Urban management officers criticised for tearing down shops’ Lunar New Year decorations
Public policy academic accuse notorious chengguan of overstepping their authority
Urban management officers in east China have been criticised for tearing down outdoor Lunar New Year decorations during the holiday period.
The unpopular semi-official officers, known colloquially as chengguan, are installed in most mainland cities and are notorious for their often thuggish enforcement of beggars and illegal hawkers.
A team of chengguan in Jining, Shandong province, started tearing down Chinese New Year decorations on the streets starting from January 30, two days after Chinese New Year;s Day and in the middle of the holiday, The Beijing News reported on Sunday.
The decorations torn down included festive couplets or paper-cuts of the Chinese character “Fu” – or blessings –that were pasted on front doors of shops.

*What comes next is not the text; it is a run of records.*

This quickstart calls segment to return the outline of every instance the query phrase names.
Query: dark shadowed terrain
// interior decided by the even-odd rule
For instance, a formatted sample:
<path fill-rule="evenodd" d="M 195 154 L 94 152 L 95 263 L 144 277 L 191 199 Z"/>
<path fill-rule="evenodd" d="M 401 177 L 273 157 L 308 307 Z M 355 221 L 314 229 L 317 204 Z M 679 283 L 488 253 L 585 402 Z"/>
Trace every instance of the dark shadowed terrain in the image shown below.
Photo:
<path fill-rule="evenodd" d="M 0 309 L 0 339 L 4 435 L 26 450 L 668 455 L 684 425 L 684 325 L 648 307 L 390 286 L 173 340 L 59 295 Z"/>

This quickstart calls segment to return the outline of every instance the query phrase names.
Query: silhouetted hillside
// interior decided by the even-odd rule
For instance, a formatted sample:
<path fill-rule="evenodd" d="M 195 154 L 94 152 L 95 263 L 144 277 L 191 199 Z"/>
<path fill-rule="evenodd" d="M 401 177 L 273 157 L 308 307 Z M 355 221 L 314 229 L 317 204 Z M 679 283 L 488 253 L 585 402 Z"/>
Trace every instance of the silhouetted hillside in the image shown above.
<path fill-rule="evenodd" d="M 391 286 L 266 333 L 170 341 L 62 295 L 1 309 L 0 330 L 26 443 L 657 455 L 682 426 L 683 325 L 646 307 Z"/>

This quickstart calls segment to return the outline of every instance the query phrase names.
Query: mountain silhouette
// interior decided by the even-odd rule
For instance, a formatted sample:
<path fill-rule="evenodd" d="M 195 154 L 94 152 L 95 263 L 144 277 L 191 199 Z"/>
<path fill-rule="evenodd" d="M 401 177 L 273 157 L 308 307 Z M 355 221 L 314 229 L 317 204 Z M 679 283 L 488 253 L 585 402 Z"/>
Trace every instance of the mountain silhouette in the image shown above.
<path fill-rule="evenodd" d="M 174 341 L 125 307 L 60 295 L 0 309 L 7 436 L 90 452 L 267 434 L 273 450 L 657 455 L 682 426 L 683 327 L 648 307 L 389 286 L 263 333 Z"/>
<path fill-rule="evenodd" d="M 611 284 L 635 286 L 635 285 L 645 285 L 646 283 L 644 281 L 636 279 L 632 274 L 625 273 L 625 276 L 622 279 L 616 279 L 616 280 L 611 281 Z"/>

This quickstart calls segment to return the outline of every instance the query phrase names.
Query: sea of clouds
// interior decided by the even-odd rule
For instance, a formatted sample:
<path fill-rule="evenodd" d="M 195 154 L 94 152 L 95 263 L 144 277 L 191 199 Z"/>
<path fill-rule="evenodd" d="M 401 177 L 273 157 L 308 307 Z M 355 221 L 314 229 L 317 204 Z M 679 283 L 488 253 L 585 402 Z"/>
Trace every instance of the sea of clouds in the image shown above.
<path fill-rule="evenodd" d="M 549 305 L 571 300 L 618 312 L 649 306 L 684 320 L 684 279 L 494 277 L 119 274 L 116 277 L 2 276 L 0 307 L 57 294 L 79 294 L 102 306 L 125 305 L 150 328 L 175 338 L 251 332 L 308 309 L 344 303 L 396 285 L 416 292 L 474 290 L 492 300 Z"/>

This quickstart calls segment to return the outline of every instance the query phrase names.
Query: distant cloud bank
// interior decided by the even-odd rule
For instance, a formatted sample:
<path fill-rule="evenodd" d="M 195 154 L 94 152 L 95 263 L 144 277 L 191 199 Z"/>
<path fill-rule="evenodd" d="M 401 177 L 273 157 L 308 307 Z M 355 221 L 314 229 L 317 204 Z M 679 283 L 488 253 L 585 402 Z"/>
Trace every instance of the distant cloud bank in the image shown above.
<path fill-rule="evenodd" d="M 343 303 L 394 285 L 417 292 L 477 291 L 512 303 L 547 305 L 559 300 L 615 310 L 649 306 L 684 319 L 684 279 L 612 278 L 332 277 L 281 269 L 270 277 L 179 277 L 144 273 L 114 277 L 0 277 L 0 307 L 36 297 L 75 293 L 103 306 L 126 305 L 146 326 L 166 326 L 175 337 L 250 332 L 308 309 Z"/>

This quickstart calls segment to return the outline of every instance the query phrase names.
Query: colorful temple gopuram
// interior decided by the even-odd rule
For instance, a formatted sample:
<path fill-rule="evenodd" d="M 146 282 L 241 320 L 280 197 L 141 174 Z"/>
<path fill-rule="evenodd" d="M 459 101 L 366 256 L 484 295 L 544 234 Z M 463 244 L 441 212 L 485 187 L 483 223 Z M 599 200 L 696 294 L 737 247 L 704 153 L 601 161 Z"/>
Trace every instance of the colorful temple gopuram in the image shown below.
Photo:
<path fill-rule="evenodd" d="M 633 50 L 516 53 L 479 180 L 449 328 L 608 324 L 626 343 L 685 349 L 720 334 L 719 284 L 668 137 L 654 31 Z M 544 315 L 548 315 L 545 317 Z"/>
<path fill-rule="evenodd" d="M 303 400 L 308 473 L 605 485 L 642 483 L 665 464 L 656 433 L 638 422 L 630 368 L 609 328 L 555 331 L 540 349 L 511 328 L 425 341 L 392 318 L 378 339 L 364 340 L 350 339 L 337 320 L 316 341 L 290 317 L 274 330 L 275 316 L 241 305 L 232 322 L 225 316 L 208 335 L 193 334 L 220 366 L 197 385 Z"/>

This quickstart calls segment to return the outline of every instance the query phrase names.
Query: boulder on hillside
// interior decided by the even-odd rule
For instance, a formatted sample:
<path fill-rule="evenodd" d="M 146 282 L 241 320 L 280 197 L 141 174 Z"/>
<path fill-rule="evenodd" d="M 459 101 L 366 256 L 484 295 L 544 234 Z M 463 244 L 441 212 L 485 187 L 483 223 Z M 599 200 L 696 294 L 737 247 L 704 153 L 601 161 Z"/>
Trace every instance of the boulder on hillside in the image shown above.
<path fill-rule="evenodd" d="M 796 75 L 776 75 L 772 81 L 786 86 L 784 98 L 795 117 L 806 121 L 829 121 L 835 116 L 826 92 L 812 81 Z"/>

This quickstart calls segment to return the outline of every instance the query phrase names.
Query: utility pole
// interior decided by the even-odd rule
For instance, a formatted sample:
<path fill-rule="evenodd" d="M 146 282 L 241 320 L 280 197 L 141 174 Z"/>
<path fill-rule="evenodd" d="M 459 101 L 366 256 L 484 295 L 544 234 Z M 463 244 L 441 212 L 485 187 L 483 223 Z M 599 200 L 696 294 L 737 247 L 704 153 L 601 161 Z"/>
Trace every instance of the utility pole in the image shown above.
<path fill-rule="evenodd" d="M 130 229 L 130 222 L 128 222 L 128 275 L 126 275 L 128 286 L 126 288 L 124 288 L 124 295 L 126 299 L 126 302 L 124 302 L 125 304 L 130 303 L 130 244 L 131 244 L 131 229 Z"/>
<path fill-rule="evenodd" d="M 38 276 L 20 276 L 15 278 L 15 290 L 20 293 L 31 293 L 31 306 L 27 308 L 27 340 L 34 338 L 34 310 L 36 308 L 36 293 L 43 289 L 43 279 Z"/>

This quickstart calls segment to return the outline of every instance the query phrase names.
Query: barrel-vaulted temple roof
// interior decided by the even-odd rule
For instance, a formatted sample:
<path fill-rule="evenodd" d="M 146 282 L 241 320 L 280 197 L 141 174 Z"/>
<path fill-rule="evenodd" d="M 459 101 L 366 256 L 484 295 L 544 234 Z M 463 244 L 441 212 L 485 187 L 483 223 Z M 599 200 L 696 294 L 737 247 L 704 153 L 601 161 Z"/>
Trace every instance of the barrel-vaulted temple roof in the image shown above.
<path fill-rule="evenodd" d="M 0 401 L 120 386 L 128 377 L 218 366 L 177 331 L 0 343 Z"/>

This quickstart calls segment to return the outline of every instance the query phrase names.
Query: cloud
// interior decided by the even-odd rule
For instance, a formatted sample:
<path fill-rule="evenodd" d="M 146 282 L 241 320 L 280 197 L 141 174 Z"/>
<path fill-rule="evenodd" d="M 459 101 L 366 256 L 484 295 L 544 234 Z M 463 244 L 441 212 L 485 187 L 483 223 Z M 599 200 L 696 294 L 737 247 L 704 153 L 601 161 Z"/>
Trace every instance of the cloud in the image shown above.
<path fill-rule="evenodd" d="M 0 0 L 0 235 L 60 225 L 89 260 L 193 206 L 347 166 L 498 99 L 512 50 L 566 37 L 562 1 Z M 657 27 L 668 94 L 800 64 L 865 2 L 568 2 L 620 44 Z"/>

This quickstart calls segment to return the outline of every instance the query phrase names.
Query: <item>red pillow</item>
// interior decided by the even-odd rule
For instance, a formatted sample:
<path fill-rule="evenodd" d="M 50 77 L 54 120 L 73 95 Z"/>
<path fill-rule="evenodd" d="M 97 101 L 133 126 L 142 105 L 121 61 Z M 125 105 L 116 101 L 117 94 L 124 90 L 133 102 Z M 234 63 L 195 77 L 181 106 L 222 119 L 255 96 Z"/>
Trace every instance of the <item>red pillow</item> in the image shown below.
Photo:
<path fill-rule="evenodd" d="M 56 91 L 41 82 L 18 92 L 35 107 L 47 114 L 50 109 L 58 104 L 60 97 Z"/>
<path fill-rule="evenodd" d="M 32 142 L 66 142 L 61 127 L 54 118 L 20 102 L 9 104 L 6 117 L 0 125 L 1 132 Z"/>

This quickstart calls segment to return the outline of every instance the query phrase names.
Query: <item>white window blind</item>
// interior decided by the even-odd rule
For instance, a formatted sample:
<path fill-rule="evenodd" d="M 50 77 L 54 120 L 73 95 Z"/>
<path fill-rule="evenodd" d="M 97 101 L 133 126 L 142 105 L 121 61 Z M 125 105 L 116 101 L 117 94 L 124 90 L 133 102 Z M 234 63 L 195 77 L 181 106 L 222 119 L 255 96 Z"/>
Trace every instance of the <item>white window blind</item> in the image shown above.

These decorations posed “a security risk and visual pollution”, the officers said in a statement quoted by the report.
But pictures from media reports show that the decorations were still intact and in good condition moments before they were torn down.
The officers removed some 450 decorations on the street.
The move was widely condemned, including by public policy scholars who described the removals as an abuse of power.
Lunar New Year decorations are usually taken down about two weeks after Chinese New Year.
Wang Jingbo, a public policy professor at China University of Political Science and Law, believed the urban officers abused their powers and should be more respectful of people’s cultural habits.
Professor Wang Yukai, with the Chinese Academy of Governance, said since the decorations were posted on the shopowners’ doors, their private property, and as such the officers overstepped the limits of their authority.